E-Commerce Adoption in Developing Countries
Several studies of e-commerce adoption in developing countries have emphasized the effect of contextual factors such as technological, economical, legal and financial infrastructures (Travica et al., 2002; Jennex et al., 2002) while others have looked at managerial and organizational factors affecting the adoption decision (Daniel et al., 2002). Molla and Licker (2005a, 2005b) developed the Perceived E-Readiness Model (PERM) for e-commerce in developing countries, integrating contextual and organizational factors. That model considers a number of internal organizational factors (e.g. organization’s perception of e-commerce and its potential benefits and risks, managers’ commitment, resources), as well as contextual factors (e.g. government support, market forces, support industries’ e-readiness) as important elements in e-commerce adoption. PERM has been validated as an effective e-commerce adoption model in a number of countries, including China (Tan et al., 2007), Bahrain (Ali et al., 2014) and Iran (Fathian et al., 2008). These studies highlighted critical issues for e-commerce e-readiness, including organizational features, technology infrastructures, IT availability and security environment.

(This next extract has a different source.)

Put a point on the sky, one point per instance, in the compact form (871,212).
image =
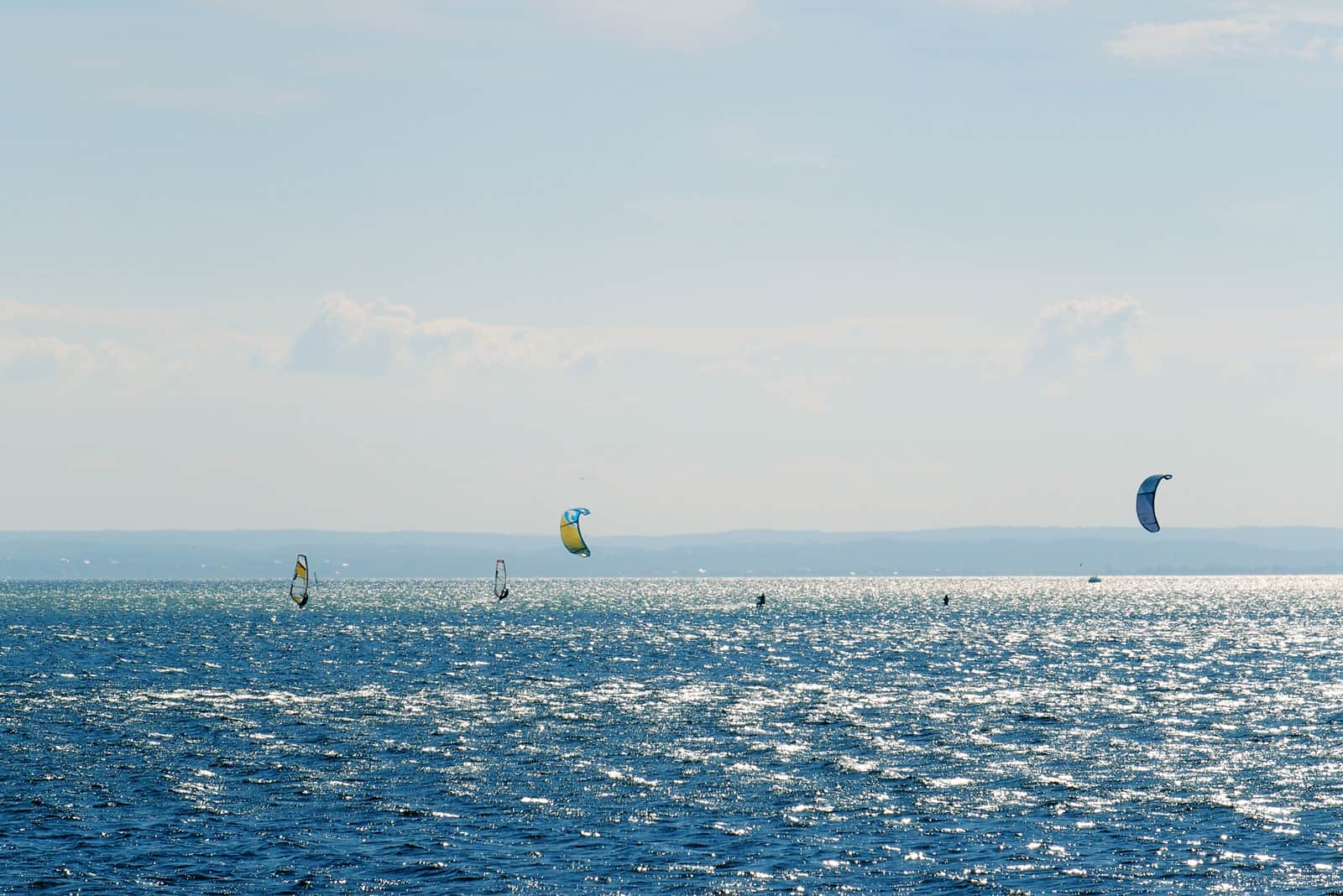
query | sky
(709,264)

However, all of the above studies are limited by their failure to address important organizational factors, such as Internet-based technology innovations currently adopted in these countries that can significantly impact e-commerce. In Egypt, e-commerce remains underdeveloped; according to the Egypt Business Directory (El-Behary, 2015), despite a 400% increase in Internet penetration between 2004 and 2015 to 31 million Internet users, only 2% of those users shopped online in 2015, and 80% paid on delivery. One key challenge for e-commerce in Egypt is low credit card penetration. In 2015, only 7% of Egyptians had a bank account, and only 7.6 million had a credit or debit card (El-Behary, 2015). This is expected to change during the next decade, with a massive increase in pre-paid and credit card penetration accompanying an e-commerce boom (El-Behary, 2015). The Internet contribution to GDP is projected to rise significantly to 1.6% of GDP in 2017 (Boston Consulting Group, 2012).
Other challenges obstructing e-commerce development in Egypt include a lack of technological infrastructure and the weak readiness of support industries like banking and tax and customs administrations (El-Behary, 2015). In similar countries, such as the Kingdom of Saudi Arabia, the lack of clear regulations and government support are thought to be key influences on e-commerce adoption (Al-Ghamdi et al., 2011). However, explanations of low e-commerce penetration within this fast-growing Internet population have not been empirically tested, and nothing is known about organizational, individual, contextual and technological factors affecting e-commerce adoption in Egypt.